Of my compartment all that remains is a splinter from the door. I shove to one side the cadavers that surround me. I straighten my tie and step outside, as cheerful as you please, without a wrinkle in my trousers or in my smile.
Although I foresee everything that will happen, I have embarked on more than one such journey in the hope that my premonitions will prove mistaken...
The passengers were the same as always. There was the adulterous husband with his pious, patronizing smile. There was the young lady whose charms are priced in direct proportion to your distance from the coast. There was the seal woman, the tuna woman; the manufacturer of rubber goods leaning on the guard rail and contemplating the immensity of the ocean, which seems to inspire him only with the thought of spitting on it.
On the third day of the voyage there was heard—in the middle of the night!—a metallic, intestinal screech.
Half-naked women! Men in their nightshirts! Tears! Prayers! Screams! As the passengers strangled one another clawing their way to the lifeboats, I managed to reach an inflatable raft, dove under its tarpaulin cover and, already in the sea, surveyed—with the impassiveness of a cork—the unfolding spectacle.
It was a horrible sight!
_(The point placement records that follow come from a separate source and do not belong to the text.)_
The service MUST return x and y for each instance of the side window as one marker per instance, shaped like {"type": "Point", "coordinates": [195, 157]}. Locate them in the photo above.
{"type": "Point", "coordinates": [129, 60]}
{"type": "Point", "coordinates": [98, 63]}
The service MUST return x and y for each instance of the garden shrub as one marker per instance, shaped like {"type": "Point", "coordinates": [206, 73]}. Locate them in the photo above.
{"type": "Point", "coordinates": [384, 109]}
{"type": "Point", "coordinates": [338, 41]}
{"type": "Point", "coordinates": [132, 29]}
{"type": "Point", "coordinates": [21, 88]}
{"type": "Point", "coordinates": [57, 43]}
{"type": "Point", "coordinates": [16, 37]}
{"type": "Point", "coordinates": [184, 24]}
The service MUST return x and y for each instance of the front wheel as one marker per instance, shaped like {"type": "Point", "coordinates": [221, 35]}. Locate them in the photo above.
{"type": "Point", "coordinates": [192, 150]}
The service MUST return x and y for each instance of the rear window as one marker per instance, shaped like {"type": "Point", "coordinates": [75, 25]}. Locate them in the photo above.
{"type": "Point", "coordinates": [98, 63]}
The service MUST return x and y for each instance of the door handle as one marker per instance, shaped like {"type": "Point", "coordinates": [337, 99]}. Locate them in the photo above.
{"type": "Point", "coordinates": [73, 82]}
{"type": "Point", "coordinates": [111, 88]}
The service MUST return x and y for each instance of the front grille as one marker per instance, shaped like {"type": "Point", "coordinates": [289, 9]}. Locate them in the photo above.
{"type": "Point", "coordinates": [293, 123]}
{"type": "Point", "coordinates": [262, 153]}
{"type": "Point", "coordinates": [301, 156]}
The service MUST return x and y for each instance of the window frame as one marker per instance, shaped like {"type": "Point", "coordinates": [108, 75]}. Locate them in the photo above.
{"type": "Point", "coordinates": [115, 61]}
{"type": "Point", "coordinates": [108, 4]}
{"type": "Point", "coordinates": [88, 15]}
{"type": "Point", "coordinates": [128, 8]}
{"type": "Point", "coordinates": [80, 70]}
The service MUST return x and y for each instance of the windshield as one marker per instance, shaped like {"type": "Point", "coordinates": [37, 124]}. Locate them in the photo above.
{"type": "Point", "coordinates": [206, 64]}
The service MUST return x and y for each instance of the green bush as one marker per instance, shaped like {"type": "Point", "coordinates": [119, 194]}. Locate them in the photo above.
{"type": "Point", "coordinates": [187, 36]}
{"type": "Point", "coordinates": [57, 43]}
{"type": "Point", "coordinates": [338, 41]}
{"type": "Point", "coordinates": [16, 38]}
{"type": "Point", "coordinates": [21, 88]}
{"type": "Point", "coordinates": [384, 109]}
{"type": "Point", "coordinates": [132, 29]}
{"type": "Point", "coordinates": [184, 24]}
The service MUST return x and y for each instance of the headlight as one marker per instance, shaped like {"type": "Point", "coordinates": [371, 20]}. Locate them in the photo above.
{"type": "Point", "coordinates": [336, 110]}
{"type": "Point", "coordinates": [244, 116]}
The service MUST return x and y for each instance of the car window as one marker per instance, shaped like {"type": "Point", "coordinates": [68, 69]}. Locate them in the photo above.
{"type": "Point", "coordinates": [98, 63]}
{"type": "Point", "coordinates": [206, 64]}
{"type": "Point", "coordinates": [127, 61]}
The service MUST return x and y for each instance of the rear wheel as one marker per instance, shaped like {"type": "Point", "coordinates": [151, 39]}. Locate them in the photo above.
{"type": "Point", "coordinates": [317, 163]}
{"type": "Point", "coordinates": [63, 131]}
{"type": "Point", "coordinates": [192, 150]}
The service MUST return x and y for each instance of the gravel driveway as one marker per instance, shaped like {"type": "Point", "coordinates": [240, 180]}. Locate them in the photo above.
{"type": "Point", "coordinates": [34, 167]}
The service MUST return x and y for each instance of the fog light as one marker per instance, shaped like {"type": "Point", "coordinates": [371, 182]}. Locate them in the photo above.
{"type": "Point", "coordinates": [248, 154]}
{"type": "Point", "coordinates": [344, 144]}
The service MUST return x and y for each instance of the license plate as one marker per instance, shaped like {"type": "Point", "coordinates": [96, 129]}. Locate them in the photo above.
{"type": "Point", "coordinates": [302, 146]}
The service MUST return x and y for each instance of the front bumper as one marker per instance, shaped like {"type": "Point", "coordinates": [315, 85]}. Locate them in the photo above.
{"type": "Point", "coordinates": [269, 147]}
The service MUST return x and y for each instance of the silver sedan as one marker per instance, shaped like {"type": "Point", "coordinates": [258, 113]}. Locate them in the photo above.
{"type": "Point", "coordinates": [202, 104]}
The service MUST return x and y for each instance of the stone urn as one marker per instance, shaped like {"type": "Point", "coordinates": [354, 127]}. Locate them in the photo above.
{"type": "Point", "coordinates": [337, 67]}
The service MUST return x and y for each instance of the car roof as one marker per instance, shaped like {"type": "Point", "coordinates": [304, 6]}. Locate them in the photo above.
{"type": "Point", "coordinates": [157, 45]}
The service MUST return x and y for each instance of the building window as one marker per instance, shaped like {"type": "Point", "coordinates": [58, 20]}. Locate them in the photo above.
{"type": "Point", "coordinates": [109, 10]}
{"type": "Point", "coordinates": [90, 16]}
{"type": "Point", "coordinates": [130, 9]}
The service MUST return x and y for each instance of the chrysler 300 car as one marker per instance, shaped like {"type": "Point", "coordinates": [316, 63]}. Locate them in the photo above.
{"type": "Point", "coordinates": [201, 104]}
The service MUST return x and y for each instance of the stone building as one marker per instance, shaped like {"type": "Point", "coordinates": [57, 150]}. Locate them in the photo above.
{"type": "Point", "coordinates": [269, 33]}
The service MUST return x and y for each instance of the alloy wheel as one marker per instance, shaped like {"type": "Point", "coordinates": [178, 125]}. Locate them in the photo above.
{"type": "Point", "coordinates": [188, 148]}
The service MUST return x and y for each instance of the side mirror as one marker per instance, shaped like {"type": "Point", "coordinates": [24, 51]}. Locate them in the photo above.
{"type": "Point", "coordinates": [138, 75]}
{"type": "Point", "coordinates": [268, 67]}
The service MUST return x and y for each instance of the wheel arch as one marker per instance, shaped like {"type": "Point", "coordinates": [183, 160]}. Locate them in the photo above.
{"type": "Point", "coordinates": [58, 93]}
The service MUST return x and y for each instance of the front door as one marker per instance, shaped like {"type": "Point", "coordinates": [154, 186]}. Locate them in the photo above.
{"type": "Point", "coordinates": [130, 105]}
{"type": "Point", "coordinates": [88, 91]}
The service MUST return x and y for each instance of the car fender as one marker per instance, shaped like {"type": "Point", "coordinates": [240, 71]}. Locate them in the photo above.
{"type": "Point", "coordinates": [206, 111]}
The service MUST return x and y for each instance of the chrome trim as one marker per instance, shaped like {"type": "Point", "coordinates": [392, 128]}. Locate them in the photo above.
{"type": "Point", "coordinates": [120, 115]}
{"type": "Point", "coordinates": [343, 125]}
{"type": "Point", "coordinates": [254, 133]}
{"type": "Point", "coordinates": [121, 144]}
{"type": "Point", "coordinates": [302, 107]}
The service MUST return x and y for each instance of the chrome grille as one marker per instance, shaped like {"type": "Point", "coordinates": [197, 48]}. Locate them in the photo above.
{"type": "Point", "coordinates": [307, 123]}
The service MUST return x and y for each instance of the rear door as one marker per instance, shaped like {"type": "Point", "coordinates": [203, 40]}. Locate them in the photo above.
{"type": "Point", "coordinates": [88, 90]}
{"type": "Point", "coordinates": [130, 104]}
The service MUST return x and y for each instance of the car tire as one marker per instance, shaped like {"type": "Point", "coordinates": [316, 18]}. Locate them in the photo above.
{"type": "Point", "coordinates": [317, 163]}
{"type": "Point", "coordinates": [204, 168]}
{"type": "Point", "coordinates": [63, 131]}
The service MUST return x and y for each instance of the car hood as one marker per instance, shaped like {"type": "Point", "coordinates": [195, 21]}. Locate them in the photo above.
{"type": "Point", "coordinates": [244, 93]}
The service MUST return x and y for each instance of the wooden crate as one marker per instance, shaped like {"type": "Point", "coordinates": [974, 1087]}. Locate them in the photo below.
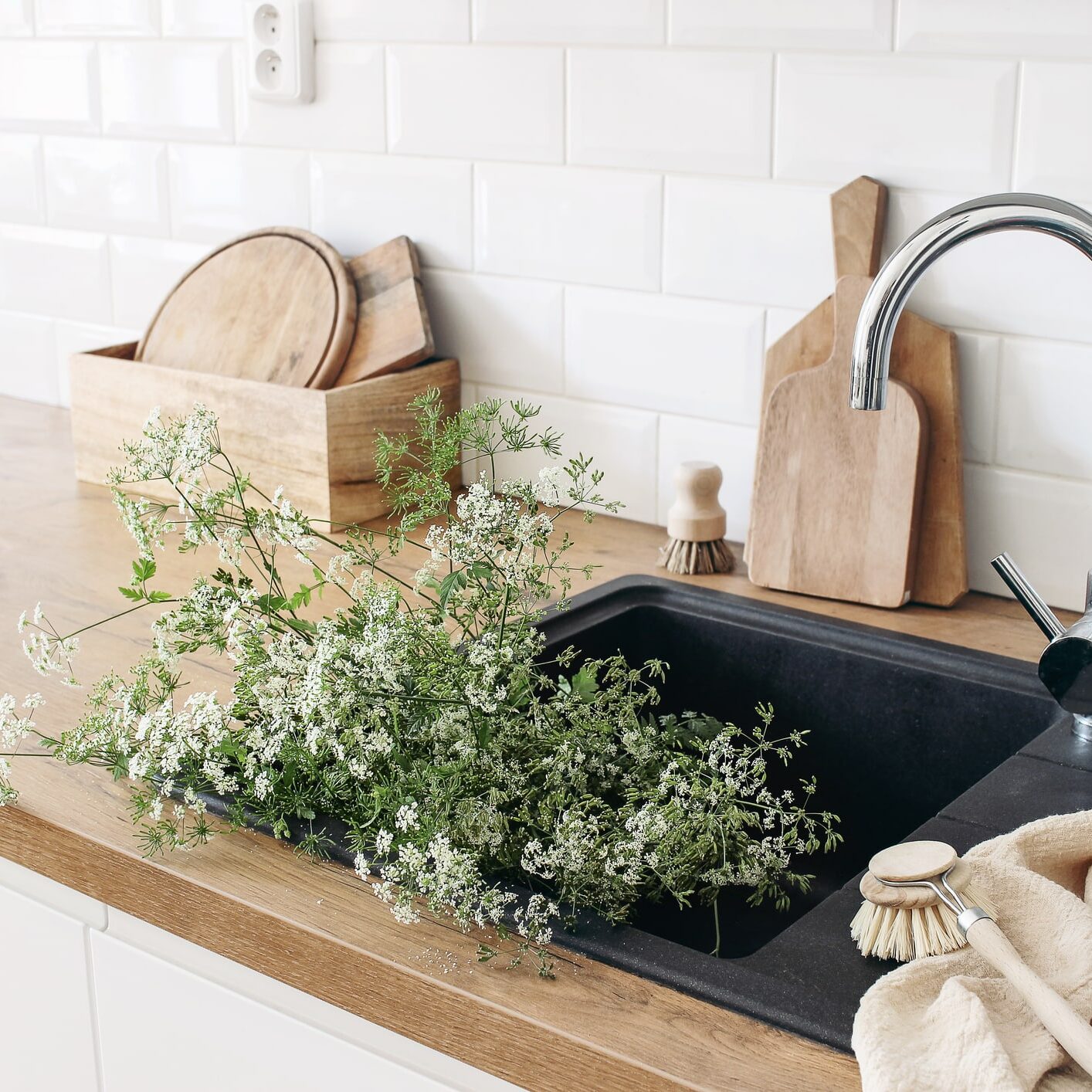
{"type": "Point", "coordinates": [318, 445]}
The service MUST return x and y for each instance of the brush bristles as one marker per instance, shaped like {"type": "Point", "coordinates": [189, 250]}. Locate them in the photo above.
{"type": "Point", "coordinates": [902, 934]}
{"type": "Point", "coordinates": [697, 558]}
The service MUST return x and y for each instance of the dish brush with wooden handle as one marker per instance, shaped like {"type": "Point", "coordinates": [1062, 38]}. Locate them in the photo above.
{"type": "Point", "coordinates": [920, 900]}
{"type": "Point", "coordinates": [696, 524]}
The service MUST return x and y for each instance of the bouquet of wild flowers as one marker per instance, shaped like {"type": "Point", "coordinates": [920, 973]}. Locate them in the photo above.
{"type": "Point", "coordinates": [419, 714]}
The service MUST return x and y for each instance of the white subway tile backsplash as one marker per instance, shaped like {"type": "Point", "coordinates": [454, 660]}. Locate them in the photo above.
{"type": "Point", "coordinates": [348, 113]}
{"type": "Point", "coordinates": [202, 19]}
{"type": "Point", "coordinates": [833, 24]}
{"type": "Point", "coordinates": [689, 356]}
{"type": "Point", "coordinates": [484, 103]}
{"type": "Point", "coordinates": [732, 447]}
{"type": "Point", "coordinates": [16, 19]}
{"type": "Point", "coordinates": [622, 441]}
{"type": "Point", "coordinates": [22, 193]}
{"type": "Point", "coordinates": [1012, 282]}
{"type": "Point", "coordinates": [29, 361]}
{"type": "Point", "coordinates": [110, 186]}
{"type": "Point", "coordinates": [384, 21]}
{"type": "Point", "coordinates": [616, 22]}
{"type": "Point", "coordinates": [48, 86]}
{"type": "Point", "coordinates": [143, 271]}
{"type": "Point", "coordinates": [978, 363]}
{"type": "Point", "coordinates": [749, 242]}
{"type": "Point", "coordinates": [504, 331]}
{"type": "Point", "coordinates": [216, 192]}
{"type": "Point", "coordinates": [702, 111]}
{"type": "Point", "coordinates": [1050, 158]}
{"type": "Point", "coordinates": [1045, 524]}
{"type": "Point", "coordinates": [1045, 392]}
{"type": "Point", "coordinates": [569, 224]}
{"type": "Point", "coordinates": [359, 201]}
{"type": "Point", "coordinates": [63, 274]}
{"type": "Point", "coordinates": [176, 90]}
{"type": "Point", "coordinates": [81, 337]}
{"type": "Point", "coordinates": [97, 18]}
{"type": "Point", "coordinates": [1052, 28]}
{"type": "Point", "coordinates": [907, 120]}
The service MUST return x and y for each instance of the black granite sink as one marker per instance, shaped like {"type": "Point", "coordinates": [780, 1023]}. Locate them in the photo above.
{"type": "Point", "coordinates": [907, 738]}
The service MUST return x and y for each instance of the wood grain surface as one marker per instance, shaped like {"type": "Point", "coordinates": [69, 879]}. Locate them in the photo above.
{"type": "Point", "coordinates": [924, 356]}
{"type": "Point", "coordinates": [314, 926]}
{"type": "Point", "coordinates": [392, 327]}
{"type": "Point", "coordinates": [838, 493]}
{"type": "Point", "coordinates": [276, 305]}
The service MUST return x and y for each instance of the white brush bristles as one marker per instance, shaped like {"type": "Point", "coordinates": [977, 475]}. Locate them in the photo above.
{"type": "Point", "coordinates": [905, 934]}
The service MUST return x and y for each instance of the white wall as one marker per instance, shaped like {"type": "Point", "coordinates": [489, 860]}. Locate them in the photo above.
{"type": "Point", "coordinates": [619, 205]}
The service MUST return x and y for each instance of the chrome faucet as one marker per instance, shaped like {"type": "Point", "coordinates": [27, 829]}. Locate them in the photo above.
{"type": "Point", "coordinates": [1066, 665]}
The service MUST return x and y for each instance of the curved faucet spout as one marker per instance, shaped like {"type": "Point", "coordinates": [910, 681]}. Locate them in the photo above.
{"type": "Point", "coordinates": [886, 298]}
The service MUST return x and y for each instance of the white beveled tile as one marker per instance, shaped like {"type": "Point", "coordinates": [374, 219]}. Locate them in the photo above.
{"type": "Point", "coordinates": [216, 192]}
{"type": "Point", "coordinates": [28, 368]}
{"type": "Point", "coordinates": [670, 110]}
{"type": "Point", "coordinates": [732, 447]}
{"type": "Point", "coordinates": [934, 123]}
{"type": "Point", "coordinates": [46, 997]}
{"type": "Point", "coordinates": [143, 271]}
{"type": "Point", "coordinates": [978, 356]}
{"type": "Point", "coordinates": [1012, 282]}
{"type": "Point", "coordinates": [305, 1057]}
{"type": "Point", "coordinates": [46, 271]}
{"type": "Point", "coordinates": [504, 331]}
{"type": "Point", "coordinates": [22, 192]}
{"type": "Point", "coordinates": [202, 19]}
{"type": "Point", "coordinates": [833, 24]}
{"type": "Point", "coordinates": [385, 21]}
{"type": "Point", "coordinates": [569, 224]}
{"type": "Point", "coordinates": [97, 18]}
{"type": "Point", "coordinates": [615, 22]}
{"type": "Point", "coordinates": [622, 441]}
{"type": "Point", "coordinates": [1044, 522]}
{"type": "Point", "coordinates": [16, 19]}
{"type": "Point", "coordinates": [359, 201]}
{"type": "Point", "coordinates": [110, 186]}
{"type": "Point", "coordinates": [52, 86]}
{"type": "Point", "coordinates": [686, 356]}
{"type": "Point", "coordinates": [752, 242]}
{"type": "Point", "coordinates": [1045, 390]}
{"type": "Point", "coordinates": [179, 90]}
{"type": "Point", "coordinates": [490, 103]}
{"type": "Point", "coordinates": [1050, 28]}
{"type": "Point", "coordinates": [1050, 158]}
{"type": "Point", "coordinates": [348, 113]}
{"type": "Point", "coordinates": [82, 337]}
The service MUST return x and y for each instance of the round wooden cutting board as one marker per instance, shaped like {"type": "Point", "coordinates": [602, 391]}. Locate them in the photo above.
{"type": "Point", "coordinates": [277, 305]}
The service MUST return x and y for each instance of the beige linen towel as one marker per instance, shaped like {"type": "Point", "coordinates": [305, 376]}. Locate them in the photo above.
{"type": "Point", "coordinates": [951, 1021]}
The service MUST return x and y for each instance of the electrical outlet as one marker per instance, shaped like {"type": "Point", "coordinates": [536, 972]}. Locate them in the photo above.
{"type": "Point", "coordinates": [280, 50]}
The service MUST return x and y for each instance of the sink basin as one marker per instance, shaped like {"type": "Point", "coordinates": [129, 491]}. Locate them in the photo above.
{"type": "Point", "coordinates": [902, 733]}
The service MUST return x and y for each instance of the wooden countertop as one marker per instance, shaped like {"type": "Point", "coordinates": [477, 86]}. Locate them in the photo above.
{"type": "Point", "coordinates": [314, 925]}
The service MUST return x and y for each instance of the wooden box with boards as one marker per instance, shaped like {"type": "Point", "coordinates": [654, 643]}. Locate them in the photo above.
{"type": "Point", "coordinates": [303, 358]}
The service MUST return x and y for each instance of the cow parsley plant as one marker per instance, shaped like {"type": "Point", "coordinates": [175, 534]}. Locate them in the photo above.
{"type": "Point", "coordinates": [421, 714]}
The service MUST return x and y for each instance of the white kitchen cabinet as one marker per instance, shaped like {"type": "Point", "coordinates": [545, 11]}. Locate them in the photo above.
{"type": "Point", "coordinates": [47, 1039]}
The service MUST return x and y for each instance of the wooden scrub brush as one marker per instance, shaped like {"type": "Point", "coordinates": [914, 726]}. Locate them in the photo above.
{"type": "Point", "coordinates": [696, 524]}
{"type": "Point", "coordinates": [920, 900]}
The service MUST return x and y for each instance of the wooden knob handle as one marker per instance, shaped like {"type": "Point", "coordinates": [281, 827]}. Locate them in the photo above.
{"type": "Point", "coordinates": [1060, 1019]}
{"type": "Point", "coordinates": [697, 516]}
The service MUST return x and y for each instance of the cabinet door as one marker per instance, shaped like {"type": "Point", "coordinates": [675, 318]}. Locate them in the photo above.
{"type": "Point", "coordinates": [164, 1028]}
{"type": "Point", "coordinates": [46, 1032]}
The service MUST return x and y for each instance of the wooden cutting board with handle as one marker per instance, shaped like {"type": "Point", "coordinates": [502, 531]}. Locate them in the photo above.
{"type": "Point", "coordinates": [276, 305]}
{"type": "Point", "coordinates": [923, 356]}
{"type": "Point", "coordinates": [392, 327]}
{"type": "Point", "coordinates": [838, 492]}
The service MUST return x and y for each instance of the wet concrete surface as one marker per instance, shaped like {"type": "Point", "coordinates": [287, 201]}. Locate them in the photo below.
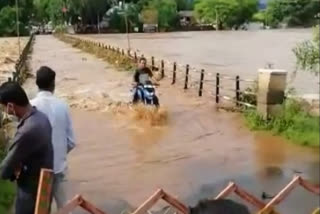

The ship pitched, shuddered, nosed under at the prow and slipped beneath the waves.
Did I have to convince myself one more time that I was the only survivor?
So as to be sure, I inspected the site of the shipwreck. Here was a lifesaver, a wicker chair... there a school of sharks, a bobbing cadaver...
I calculated the distance, set a course and, after beating all world records, entered, on the eighth day, the port of disembarkation.
My friends, those who knew how many similar debacles I had been spared before, surmised at first that what had happened was a simple accident, but, having to admit that these accidents happened so often, to the point of seeming routine, finally had to treat it as a case of authentic predestination.